The Georgia Department of Transportation is informing the public of an "active summer construction season," with Memorial Day (May 31) unofficially marking the start of summer.

That means two things we need to be aware of: possible delays because of the work zones, and the danger that work crews face.

As for the delays, we encourage you to plan ahead to minimize or even avoid delays in your travels, but also stress the importance of remaining cool and calm in the midst of those delays. We have read about too many cases of "road rage" that have resulted in tragedy, even deaths, because some travelers commit crimes because of frustration or the actions of another driver. Be courteous to your fellow drivers, and understanding if things slow down more than you anticipated. Getting there safe is the most important thing.
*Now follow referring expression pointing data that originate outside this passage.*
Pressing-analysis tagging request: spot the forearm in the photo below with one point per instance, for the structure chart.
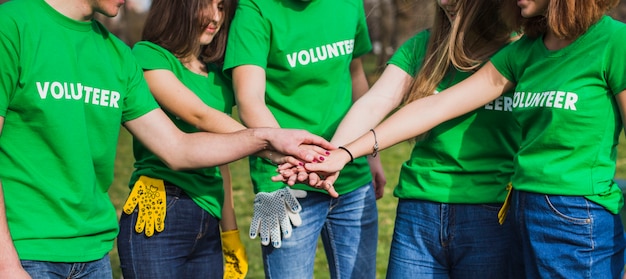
(8, 255)
(181, 150)
(229, 219)
(384, 96)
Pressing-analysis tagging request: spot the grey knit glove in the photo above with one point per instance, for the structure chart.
(275, 212)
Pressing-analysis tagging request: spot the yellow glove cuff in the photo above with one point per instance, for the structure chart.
(235, 258)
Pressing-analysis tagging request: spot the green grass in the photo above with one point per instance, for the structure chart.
(243, 196)
(392, 159)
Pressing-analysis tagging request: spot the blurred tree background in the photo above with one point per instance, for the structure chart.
(391, 22)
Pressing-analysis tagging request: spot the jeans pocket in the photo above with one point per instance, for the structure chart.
(573, 209)
(491, 206)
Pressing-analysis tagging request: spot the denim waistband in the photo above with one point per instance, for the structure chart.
(174, 190)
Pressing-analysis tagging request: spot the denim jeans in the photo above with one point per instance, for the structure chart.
(99, 269)
(189, 246)
(439, 240)
(349, 231)
(567, 237)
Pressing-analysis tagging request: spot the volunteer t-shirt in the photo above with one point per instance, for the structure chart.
(65, 88)
(565, 102)
(204, 186)
(468, 159)
(306, 49)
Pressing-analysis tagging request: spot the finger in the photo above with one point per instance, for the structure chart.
(275, 234)
(285, 226)
(291, 161)
(302, 177)
(291, 180)
(330, 188)
(320, 151)
(317, 140)
(295, 219)
(279, 178)
(287, 165)
(314, 179)
(265, 231)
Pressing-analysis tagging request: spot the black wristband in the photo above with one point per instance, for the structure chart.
(375, 147)
(349, 153)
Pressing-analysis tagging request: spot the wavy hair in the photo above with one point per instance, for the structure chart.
(480, 29)
(568, 19)
(176, 25)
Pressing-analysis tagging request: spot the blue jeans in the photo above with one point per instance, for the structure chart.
(439, 240)
(566, 237)
(189, 246)
(349, 230)
(99, 269)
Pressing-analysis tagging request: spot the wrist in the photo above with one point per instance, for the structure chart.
(347, 151)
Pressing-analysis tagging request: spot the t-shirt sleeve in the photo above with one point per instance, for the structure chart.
(150, 56)
(362, 42)
(248, 38)
(615, 61)
(503, 60)
(138, 100)
(9, 46)
(410, 56)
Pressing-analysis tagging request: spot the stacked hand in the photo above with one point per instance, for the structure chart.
(321, 174)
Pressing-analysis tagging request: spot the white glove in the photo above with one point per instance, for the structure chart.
(275, 212)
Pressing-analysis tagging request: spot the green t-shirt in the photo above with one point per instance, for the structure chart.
(204, 186)
(306, 49)
(468, 159)
(564, 100)
(65, 88)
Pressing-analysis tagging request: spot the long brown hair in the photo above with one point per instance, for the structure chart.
(176, 25)
(568, 19)
(480, 29)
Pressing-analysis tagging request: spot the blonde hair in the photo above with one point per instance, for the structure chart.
(481, 28)
(568, 19)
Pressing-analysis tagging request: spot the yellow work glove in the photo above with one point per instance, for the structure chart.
(505, 206)
(149, 193)
(235, 258)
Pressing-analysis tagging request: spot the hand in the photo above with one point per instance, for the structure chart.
(333, 163)
(298, 143)
(149, 193)
(291, 175)
(275, 212)
(235, 258)
(378, 175)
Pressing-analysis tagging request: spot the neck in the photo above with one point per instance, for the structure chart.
(552, 42)
(75, 9)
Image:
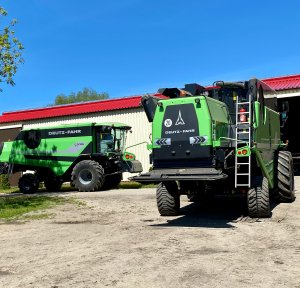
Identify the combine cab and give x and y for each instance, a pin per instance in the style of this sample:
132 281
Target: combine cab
223 139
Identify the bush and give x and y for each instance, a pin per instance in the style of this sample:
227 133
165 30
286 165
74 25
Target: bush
4 182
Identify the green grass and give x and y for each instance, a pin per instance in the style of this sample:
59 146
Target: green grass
67 188
15 207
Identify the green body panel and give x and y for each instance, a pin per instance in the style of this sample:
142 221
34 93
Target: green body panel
220 120
212 115
267 140
58 148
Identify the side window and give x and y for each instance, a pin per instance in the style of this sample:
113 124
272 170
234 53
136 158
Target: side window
261 101
32 138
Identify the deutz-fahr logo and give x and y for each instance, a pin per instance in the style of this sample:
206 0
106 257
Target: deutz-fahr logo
65 132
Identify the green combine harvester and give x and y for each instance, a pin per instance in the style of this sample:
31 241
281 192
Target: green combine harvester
90 156
219 140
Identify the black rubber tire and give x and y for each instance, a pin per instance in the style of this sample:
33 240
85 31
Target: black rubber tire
258 199
168 198
28 183
285 178
111 181
87 175
53 183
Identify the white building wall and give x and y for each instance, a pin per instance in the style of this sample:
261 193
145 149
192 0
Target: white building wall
136 118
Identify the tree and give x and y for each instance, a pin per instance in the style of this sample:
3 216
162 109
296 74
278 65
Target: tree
86 94
10 51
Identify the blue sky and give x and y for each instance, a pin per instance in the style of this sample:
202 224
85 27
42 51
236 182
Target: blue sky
132 47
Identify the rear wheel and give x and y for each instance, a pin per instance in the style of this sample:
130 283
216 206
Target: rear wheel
258 199
87 175
285 177
168 198
111 181
28 183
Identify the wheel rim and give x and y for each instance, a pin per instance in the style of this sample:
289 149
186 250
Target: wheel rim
85 177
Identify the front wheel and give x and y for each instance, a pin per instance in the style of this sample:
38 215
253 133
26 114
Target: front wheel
28 183
285 177
168 198
87 175
258 199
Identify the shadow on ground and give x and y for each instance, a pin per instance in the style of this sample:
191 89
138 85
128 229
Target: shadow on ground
222 212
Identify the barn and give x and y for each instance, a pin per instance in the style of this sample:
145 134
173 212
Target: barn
126 110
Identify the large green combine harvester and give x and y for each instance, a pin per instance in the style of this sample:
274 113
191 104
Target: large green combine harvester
219 140
90 156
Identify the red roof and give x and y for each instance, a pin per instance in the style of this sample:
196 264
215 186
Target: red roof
277 83
78 108
284 83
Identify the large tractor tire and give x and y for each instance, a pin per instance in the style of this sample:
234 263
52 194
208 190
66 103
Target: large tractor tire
258 199
111 181
285 177
28 183
87 175
168 198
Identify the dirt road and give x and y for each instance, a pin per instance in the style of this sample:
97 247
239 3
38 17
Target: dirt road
119 240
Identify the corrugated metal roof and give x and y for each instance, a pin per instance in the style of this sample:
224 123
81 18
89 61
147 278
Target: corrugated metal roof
277 83
78 108
283 83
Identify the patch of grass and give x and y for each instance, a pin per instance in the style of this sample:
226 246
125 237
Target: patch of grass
13 207
134 185
10 190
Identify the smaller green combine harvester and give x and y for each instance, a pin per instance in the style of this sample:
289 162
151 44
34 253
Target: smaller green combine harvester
219 140
90 156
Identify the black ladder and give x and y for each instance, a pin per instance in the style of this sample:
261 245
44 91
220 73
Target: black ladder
242 138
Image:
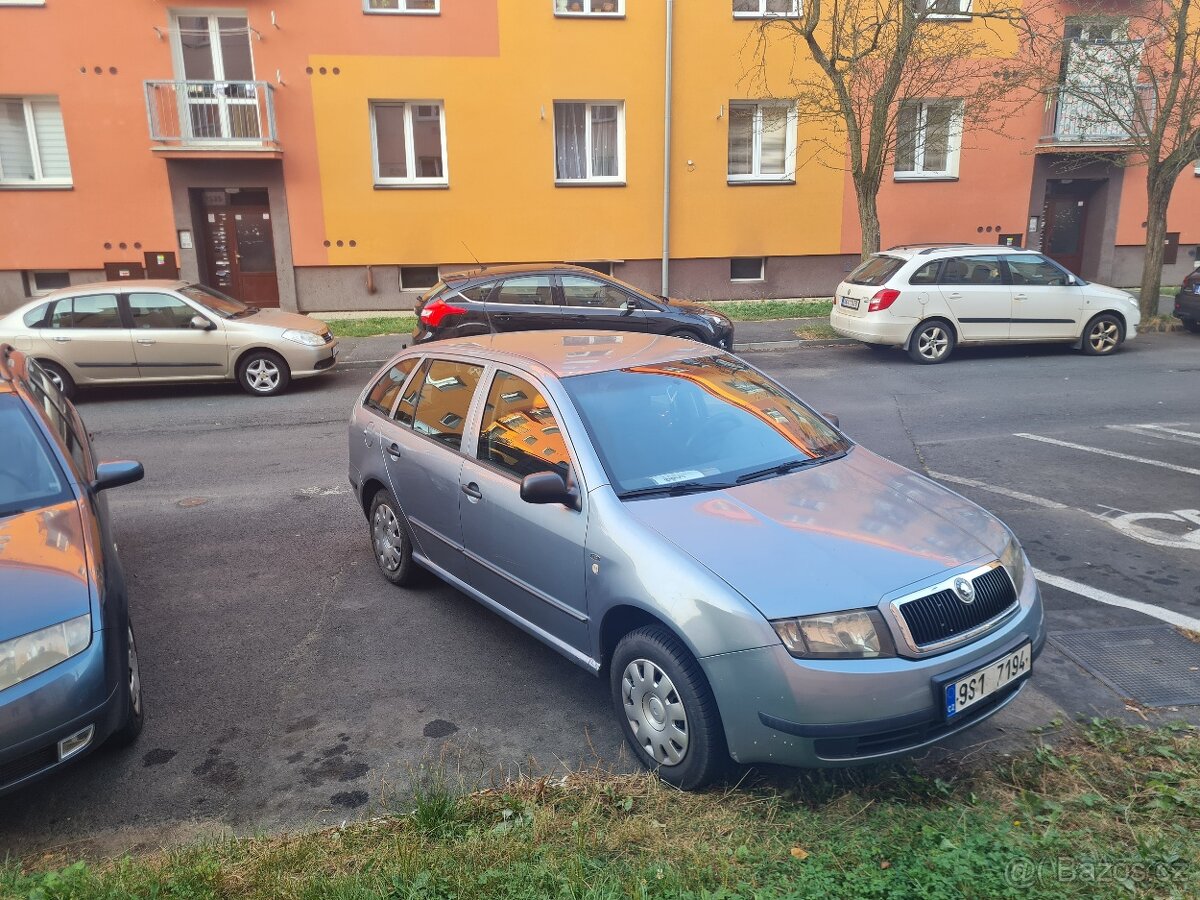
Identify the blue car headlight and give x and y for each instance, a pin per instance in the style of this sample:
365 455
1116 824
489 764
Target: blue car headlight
22 658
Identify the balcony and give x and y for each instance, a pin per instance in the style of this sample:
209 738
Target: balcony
204 118
1095 117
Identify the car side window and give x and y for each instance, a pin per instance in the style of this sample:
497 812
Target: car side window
160 311
527 291
89 311
1035 270
927 274
383 395
445 394
581 291
520 433
971 270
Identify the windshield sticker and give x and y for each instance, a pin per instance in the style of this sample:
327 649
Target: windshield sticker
673 478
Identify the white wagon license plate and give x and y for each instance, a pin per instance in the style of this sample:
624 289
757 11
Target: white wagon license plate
984 682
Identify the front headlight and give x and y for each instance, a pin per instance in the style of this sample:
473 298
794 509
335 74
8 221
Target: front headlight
840 635
306 337
34 653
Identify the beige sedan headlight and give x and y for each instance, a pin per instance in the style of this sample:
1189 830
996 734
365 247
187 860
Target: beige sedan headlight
30 654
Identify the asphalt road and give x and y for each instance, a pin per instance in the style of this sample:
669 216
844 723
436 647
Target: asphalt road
288 685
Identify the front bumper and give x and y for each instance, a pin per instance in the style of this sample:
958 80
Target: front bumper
820 713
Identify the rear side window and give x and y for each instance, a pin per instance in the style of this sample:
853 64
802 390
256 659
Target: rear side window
383 395
875 271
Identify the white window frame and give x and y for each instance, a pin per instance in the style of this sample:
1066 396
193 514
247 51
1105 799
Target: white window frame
589 179
763 13
588 10
756 177
412 180
403 11
39 179
953 149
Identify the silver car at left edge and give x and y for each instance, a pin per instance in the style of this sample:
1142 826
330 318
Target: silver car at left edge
751 583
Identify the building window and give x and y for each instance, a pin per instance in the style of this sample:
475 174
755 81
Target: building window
762 9
589 142
928 139
33 143
409 143
748 269
762 142
427 7
589 7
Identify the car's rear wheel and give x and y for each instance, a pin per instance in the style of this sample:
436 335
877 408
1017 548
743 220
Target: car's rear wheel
135 708
931 342
58 375
263 373
390 540
666 708
1103 335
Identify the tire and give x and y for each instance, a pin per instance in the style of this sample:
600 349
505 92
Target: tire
135 705
1103 335
390 540
931 342
263 373
655 675
59 376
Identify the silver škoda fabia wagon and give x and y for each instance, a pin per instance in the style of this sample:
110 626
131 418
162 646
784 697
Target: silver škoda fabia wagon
751 582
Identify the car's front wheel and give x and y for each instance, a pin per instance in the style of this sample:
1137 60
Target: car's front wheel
666 708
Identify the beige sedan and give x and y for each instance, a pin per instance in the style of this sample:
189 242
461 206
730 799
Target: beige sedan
135 331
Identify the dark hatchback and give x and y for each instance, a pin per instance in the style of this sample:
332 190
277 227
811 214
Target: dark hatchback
531 298
69 665
1187 303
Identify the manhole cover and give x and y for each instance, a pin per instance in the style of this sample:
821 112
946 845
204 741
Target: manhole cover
1156 666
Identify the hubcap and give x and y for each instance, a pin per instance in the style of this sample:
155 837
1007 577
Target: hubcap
389 538
933 342
1104 336
654 712
263 375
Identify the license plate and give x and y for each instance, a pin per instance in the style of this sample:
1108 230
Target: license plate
984 682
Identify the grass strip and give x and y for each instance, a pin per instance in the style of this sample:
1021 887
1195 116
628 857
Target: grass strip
1108 810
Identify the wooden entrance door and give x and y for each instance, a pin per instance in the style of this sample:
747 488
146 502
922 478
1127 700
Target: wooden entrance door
240 250
1063 237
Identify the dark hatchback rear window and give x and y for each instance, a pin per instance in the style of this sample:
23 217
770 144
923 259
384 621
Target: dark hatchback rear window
875 271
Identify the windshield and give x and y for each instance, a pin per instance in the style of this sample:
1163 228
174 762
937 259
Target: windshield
217 303
30 477
702 423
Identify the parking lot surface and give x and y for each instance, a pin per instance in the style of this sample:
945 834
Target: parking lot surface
289 685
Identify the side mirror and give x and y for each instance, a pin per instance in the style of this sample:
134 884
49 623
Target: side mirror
114 474
547 487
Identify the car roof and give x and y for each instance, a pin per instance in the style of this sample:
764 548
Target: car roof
570 353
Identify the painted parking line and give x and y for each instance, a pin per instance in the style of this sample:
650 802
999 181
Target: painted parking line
1104 597
1114 454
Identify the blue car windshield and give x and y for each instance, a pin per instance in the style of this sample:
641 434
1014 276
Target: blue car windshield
703 423
30 478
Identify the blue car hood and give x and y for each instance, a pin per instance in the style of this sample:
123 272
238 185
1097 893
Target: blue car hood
43 569
835 537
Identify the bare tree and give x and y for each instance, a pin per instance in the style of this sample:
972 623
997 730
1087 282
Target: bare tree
859 67
1132 81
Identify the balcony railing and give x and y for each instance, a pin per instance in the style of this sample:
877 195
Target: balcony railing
213 115
1090 115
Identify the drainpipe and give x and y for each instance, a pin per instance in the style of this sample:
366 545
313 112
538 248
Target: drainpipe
666 154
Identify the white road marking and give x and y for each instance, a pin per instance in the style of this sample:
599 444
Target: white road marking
1104 597
1114 454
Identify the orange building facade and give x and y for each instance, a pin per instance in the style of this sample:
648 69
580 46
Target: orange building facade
329 155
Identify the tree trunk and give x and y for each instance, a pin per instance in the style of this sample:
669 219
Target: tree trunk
1158 196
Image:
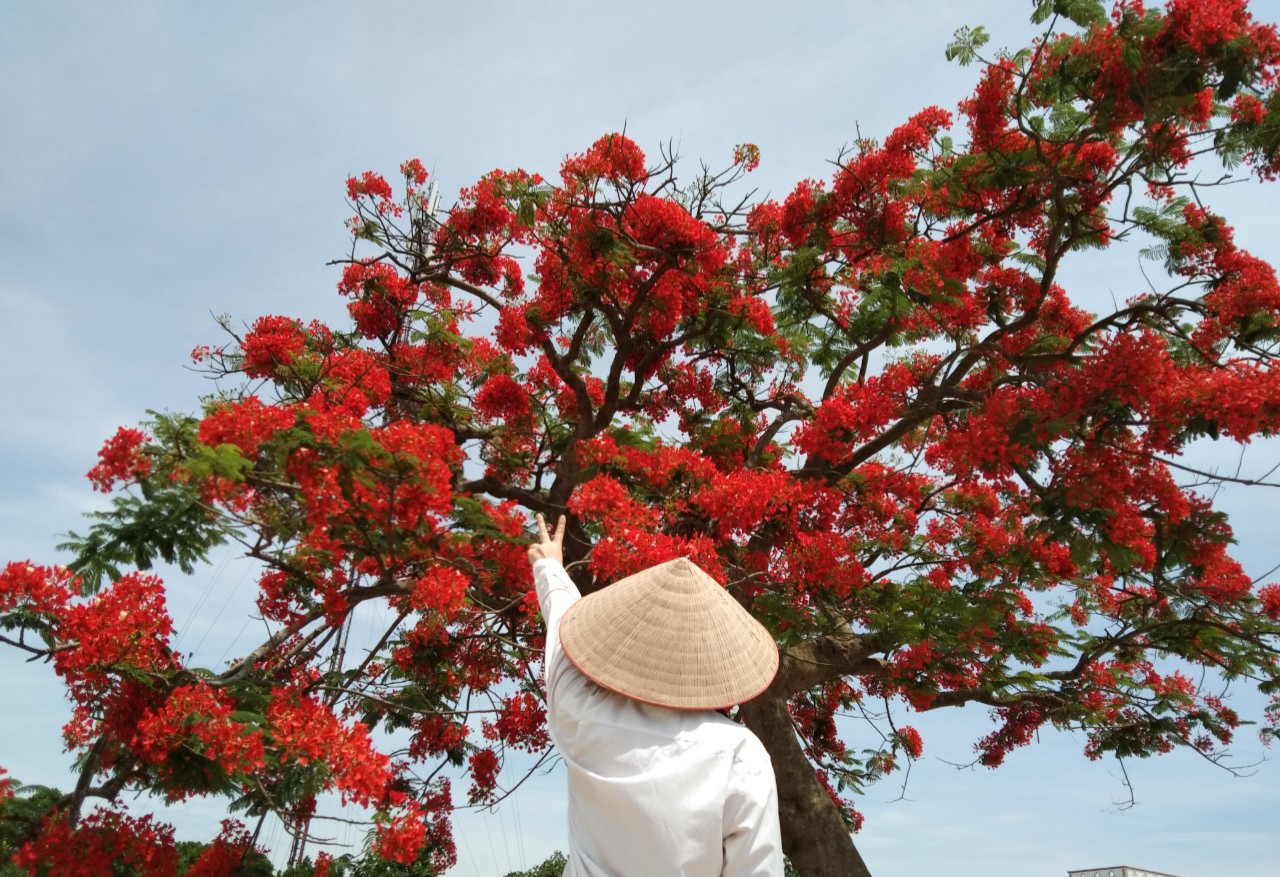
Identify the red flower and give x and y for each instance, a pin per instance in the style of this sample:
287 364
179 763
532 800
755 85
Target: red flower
120 460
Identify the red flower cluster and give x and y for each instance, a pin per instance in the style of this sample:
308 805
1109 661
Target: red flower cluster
122 460
103 843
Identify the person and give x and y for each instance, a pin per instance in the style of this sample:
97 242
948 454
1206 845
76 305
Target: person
661 784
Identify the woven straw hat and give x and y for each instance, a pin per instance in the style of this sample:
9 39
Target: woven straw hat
670 636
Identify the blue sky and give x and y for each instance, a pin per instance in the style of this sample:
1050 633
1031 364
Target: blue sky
165 161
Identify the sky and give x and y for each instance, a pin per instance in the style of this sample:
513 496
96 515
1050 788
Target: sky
164 163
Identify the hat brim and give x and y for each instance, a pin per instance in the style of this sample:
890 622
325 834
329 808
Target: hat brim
670 636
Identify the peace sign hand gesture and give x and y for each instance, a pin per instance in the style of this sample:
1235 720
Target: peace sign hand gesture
548 547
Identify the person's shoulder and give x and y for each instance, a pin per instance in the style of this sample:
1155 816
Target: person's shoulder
732 736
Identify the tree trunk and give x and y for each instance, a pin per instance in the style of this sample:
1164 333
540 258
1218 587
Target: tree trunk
813 834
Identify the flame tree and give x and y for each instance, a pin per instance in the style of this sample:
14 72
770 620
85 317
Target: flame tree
869 409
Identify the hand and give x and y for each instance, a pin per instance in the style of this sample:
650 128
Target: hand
548 547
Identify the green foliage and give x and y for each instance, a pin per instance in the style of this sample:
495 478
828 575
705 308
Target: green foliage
965 45
18 814
167 524
552 867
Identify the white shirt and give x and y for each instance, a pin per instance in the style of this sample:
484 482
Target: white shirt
653 791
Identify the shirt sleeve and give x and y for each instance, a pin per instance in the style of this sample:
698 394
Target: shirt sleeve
556 593
753 837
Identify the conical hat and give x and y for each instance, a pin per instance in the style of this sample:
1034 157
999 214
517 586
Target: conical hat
670 636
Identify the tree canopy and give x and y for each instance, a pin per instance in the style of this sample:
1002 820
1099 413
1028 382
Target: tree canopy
869 409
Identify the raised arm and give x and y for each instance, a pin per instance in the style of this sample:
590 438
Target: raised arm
556 590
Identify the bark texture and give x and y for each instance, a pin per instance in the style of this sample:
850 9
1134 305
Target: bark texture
814 835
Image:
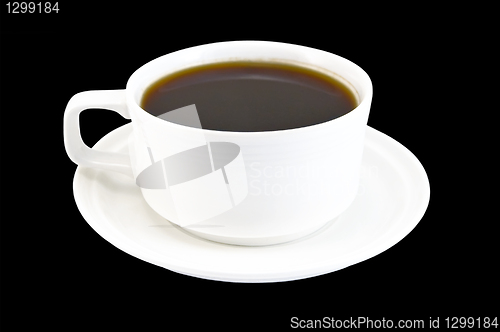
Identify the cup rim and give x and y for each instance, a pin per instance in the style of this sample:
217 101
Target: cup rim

Focusing on safety is also the key for the members of the work crews in the construction zones. Again, we have read about the horror stories of vehicles slamming into crew members, resulting in injuries and deaths. These are all the more tragic because they are avoidable if drivers take their time, focus on the road and signage as they enter the work zones, and put safety first. The lives of the members of the work crews are precious -- they have loved ones waiting for them to safely come home -- and their safety must be paramount.

"Drive Safe. Work Safe. Save Lives."

That is the focus of the Georgia Department of Transportation and they are words to live by.

"As Georgia and the rest of the world returns to a new normal, traffic will likely increase," said Georgia Department of Transportation Commissioner Russell R. McMurry. "Drivers need to be prepared and pay attention to their surroundings."

Noting "distraction is a leading cause of many crashes," "especially in work zones," the department offers these tips:

• "Buckle up, put the phone down and drive alert with no distractions."

• "Use extra caution in work zones: pay attention, slow down and watch for workers."

• "Know before you go. Expect delays, leave early, and schedule enough time to drive safely."

The department recommends calling 511 or visiting www.511ga.org for "real-time" traffic information, and that motorists follow the department on Twitter for updates. Georgia 511 is a free phone service that provides "traffic conditions, incidents, lane closures and delays. Callers can transfer to operators to request assistance or report incidents 24 hours a day, seven days a week. In metro Atlanta, you can also request HERO assistance by calling 511."

So do your homework, maintain the proper mindset and focus while driving, and arrive alive.

As the Georgia Department of Transportation says, "Drive Safe. Work Safe. Save Lives."